Our daughter recently encountered her first Crembo. When asked to rate the treat, she responded with shining eyes, “from Morocco!”
She cannot be blamed for this inaccuracy. In her three years of life, she has come to understand that all the best things in life are from Morocco. Perfect weather year-round? In Morocco. Best music? Moroccan. Mom’s coveted saffron that she is never ever allowed to touch? From Morocco.
Perhaps the elegant treat is also somewhat reminiscent of the proud and celebratory forms that are characteristic of Moroccan architecture. This similarity brings to mind adventures amongst the receding horseshoe arches, beneath the soaring Moorish domes. These have a grand scale that is artfully balanced with careful details. Their craft is unique in its manipulation of light and space. It is not mere decoration but rather adds depth and warmth. Long before parametric design belched forth, Islamic architecture created forms and patterns rooted in nature. The experience of ceilings structured like a seeded pomegranate, of blossoming mosaics and pools reflecting shadows and sky, has a natural authenticity that is beyond the reach of contemporary architects, despite their superior technologies. This architecture explores the hierarchies that are inherent in the natural world. Deconstructivism is blind to their value.

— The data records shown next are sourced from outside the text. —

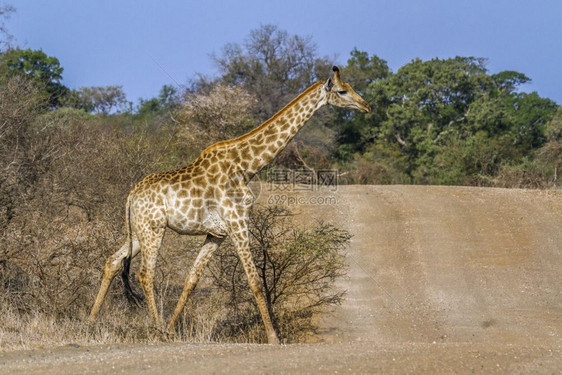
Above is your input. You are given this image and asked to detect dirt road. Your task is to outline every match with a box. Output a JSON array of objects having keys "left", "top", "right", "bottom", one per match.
[{"left": 0, "top": 186, "right": 562, "bottom": 375}]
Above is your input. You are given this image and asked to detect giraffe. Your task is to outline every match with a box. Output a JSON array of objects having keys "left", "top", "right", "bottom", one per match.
[{"left": 89, "top": 66, "right": 371, "bottom": 344}]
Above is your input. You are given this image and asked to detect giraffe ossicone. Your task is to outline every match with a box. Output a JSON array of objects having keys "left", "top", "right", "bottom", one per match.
[{"left": 90, "top": 67, "right": 370, "bottom": 344}]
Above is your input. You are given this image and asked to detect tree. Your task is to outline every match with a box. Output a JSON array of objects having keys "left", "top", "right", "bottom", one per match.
[
  {"left": 332, "top": 51, "right": 556, "bottom": 184},
  {"left": 0, "top": 49, "right": 69, "bottom": 108},
  {"left": 213, "top": 25, "right": 332, "bottom": 120},
  {"left": 209, "top": 206, "right": 351, "bottom": 342},
  {"left": 137, "top": 85, "right": 180, "bottom": 116},
  {"left": 65, "top": 86, "right": 127, "bottom": 115},
  {"left": 333, "top": 48, "right": 391, "bottom": 159}
]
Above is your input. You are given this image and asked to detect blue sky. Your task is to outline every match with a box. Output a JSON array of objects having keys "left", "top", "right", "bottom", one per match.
[{"left": 5, "top": 0, "right": 562, "bottom": 104}]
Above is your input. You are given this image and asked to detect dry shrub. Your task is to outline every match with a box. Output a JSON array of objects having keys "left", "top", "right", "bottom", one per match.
[
  {"left": 0, "top": 77, "right": 348, "bottom": 350},
  {"left": 210, "top": 206, "right": 350, "bottom": 342}
]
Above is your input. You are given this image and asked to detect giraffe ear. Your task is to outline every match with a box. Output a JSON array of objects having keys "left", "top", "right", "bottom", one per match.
[
  {"left": 332, "top": 65, "right": 341, "bottom": 83},
  {"left": 324, "top": 78, "right": 334, "bottom": 91}
]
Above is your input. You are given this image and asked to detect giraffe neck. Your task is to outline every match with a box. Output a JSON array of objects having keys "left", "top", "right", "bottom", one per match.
[{"left": 214, "top": 82, "right": 326, "bottom": 178}]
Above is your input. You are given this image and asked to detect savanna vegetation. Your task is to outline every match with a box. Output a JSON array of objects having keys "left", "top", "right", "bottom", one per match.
[{"left": 0, "top": 6, "right": 562, "bottom": 348}]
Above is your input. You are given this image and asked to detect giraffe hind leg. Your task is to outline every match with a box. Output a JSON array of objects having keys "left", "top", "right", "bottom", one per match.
[
  {"left": 168, "top": 235, "right": 224, "bottom": 332},
  {"left": 139, "top": 228, "right": 165, "bottom": 329}
]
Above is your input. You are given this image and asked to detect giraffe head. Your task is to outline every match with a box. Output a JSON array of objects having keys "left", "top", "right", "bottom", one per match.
[{"left": 324, "top": 66, "right": 371, "bottom": 112}]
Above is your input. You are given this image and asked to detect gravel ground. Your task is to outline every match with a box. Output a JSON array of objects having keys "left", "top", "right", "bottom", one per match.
[{"left": 0, "top": 186, "right": 562, "bottom": 375}]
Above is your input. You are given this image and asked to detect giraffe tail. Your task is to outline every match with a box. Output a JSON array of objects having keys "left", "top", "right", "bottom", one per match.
[{"left": 121, "top": 195, "right": 142, "bottom": 306}]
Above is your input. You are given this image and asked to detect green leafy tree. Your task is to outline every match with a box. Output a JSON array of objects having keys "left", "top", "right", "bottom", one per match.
[
  {"left": 0, "top": 4, "right": 16, "bottom": 52},
  {"left": 338, "top": 53, "right": 556, "bottom": 184},
  {"left": 65, "top": 86, "right": 128, "bottom": 115},
  {"left": 0, "top": 49, "right": 69, "bottom": 108},
  {"left": 332, "top": 49, "right": 391, "bottom": 159},
  {"left": 137, "top": 85, "right": 180, "bottom": 116},
  {"left": 210, "top": 25, "right": 331, "bottom": 120}
]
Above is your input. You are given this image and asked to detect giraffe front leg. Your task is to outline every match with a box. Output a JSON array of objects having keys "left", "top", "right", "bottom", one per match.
[
  {"left": 168, "top": 234, "right": 224, "bottom": 332},
  {"left": 88, "top": 240, "right": 140, "bottom": 323},
  {"left": 231, "top": 224, "right": 279, "bottom": 344}
]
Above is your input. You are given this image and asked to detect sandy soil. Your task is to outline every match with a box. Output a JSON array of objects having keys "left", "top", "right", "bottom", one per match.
[{"left": 0, "top": 186, "right": 562, "bottom": 375}]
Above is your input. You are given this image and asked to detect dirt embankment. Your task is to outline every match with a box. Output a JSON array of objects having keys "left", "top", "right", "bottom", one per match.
[{"left": 0, "top": 186, "right": 562, "bottom": 374}]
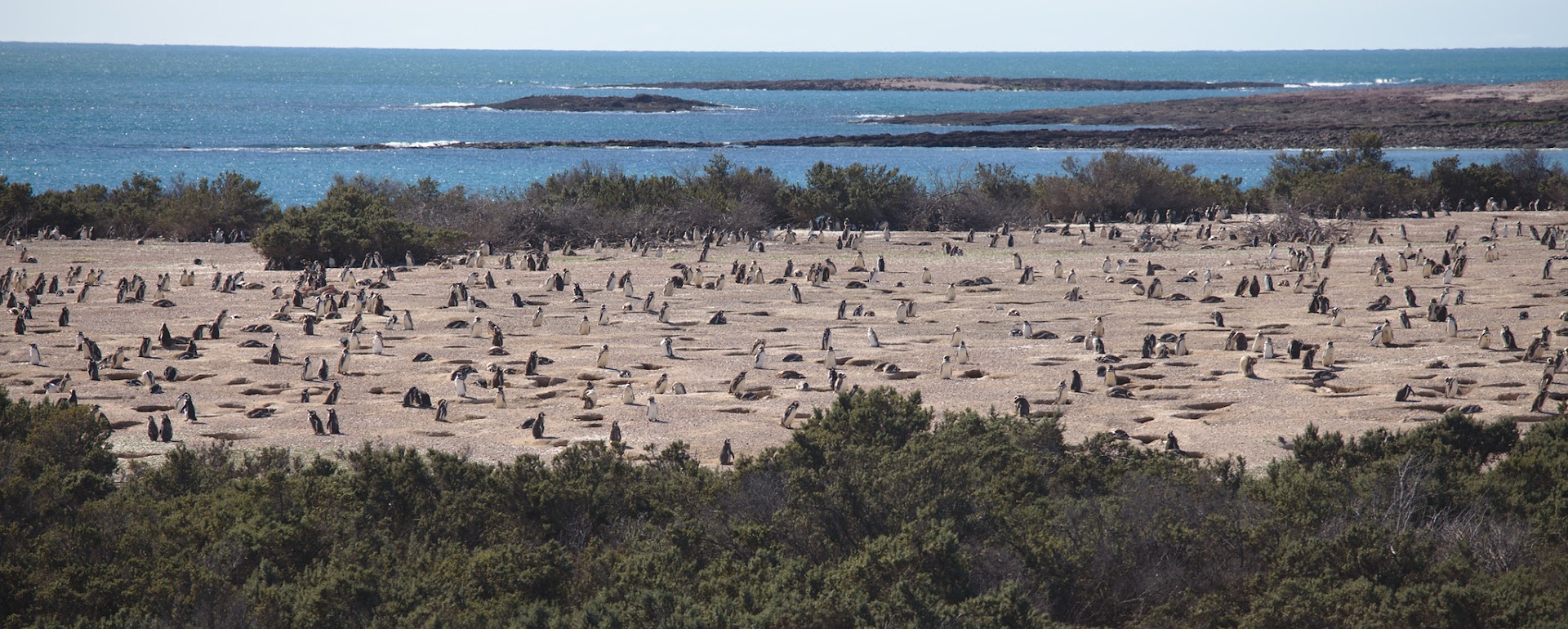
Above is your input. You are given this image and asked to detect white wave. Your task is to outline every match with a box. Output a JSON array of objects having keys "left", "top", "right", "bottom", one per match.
[
  {"left": 167, "top": 146, "right": 354, "bottom": 152},
  {"left": 1285, "top": 77, "right": 1425, "bottom": 88}
]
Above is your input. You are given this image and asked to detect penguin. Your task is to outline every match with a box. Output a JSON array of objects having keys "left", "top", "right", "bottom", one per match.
[
  {"left": 174, "top": 394, "right": 196, "bottom": 423},
  {"left": 779, "top": 402, "right": 800, "bottom": 430},
  {"left": 718, "top": 439, "right": 735, "bottom": 466}
]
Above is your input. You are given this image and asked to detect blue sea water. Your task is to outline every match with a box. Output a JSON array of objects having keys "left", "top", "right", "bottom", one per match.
[{"left": 0, "top": 42, "right": 1568, "bottom": 204}]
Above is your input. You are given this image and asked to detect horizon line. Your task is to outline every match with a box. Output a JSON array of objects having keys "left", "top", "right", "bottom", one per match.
[{"left": 0, "top": 39, "right": 1568, "bottom": 55}]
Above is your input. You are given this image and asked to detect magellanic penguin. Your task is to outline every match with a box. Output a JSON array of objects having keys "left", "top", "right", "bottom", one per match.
[{"left": 779, "top": 402, "right": 800, "bottom": 430}]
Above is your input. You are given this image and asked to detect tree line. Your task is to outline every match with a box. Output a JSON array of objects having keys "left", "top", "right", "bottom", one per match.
[
  {"left": 0, "top": 389, "right": 1568, "bottom": 629},
  {"left": 0, "top": 135, "right": 1568, "bottom": 265}
]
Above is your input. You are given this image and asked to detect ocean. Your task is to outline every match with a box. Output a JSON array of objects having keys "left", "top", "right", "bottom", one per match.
[{"left": 0, "top": 42, "right": 1568, "bottom": 206}]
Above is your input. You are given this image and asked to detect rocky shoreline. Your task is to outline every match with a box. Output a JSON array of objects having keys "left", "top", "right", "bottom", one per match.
[
  {"left": 599, "top": 77, "right": 1284, "bottom": 91},
  {"left": 367, "top": 82, "right": 1568, "bottom": 150}
]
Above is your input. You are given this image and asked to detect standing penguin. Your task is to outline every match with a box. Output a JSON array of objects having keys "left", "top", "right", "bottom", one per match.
[{"left": 1242, "top": 355, "right": 1258, "bottom": 378}]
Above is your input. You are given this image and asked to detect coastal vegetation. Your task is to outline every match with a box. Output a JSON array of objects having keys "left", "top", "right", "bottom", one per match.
[
  {"left": 0, "top": 389, "right": 1568, "bottom": 627},
  {"left": 0, "top": 141, "right": 1568, "bottom": 265}
]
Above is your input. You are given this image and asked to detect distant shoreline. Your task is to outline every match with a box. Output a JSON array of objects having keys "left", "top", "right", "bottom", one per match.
[
  {"left": 466, "top": 94, "right": 724, "bottom": 113},
  {"left": 356, "top": 82, "right": 1568, "bottom": 150},
  {"left": 593, "top": 77, "right": 1285, "bottom": 91}
]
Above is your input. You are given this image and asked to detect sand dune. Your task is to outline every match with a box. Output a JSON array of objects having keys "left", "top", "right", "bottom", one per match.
[{"left": 0, "top": 212, "right": 1568, "bottom": 462}]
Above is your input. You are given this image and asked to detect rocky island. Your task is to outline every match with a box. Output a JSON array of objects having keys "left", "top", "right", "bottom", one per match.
[
  {"left": 372, "top": 82, "right": 1568, "bottom": 150},
  {"left": 808, "top": 82, "right": 1568, "bottom": 149},
  {"left": 583, "top": 77, "right": 1284, "bottom": 91},
  {"left": 469, "top": 94, "right": 724, "bottom": 113}
]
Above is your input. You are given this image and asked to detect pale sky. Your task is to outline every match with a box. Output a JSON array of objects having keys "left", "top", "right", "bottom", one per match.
[{"left": 0, "top": 0, "right": 1568, "bottom": 51}]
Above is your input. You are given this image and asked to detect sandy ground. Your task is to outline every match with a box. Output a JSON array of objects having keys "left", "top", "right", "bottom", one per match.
[{"left": 0, "top": 213, "right": 1568, "bottom": 462}]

Alongside these grand structures, thrives the elaborate and dynamic system of the souk. Organic in its evolution, the souk provides the armature that sustains cities that are simultaneously modern and traditional. The introspective riad is a pleasant escape from the busy alleyways. It is a place of such functionality, for architects to note well. Each dwelling turns away from the street to celebrate the family (often extended) that thrives around a central courtyard. Even synagogues in Casablanca and Marrakech face inward to bright courtyards, inspiring stillness and focus. In Essaouira, the synagogues are painted bright blue, evocative of the sea, and sky.
The strength of spirit evident in Moroccan architecture reverberates with the spirit of its people. The recent developments in the relationship between Morocco and Israel are evidence of that strength. Many Israelis consider Morocco to be an important part of their identity and traditions despite generations of difficulty in the land and their ultimate departure under duress. Such a history would impede progress in other cases, but collaboration between Morocco and Israel seems natural. The flourishing of this relationship is cause for celebration.
Would we be Moroccan if we didn’t celebrate at every opportunity?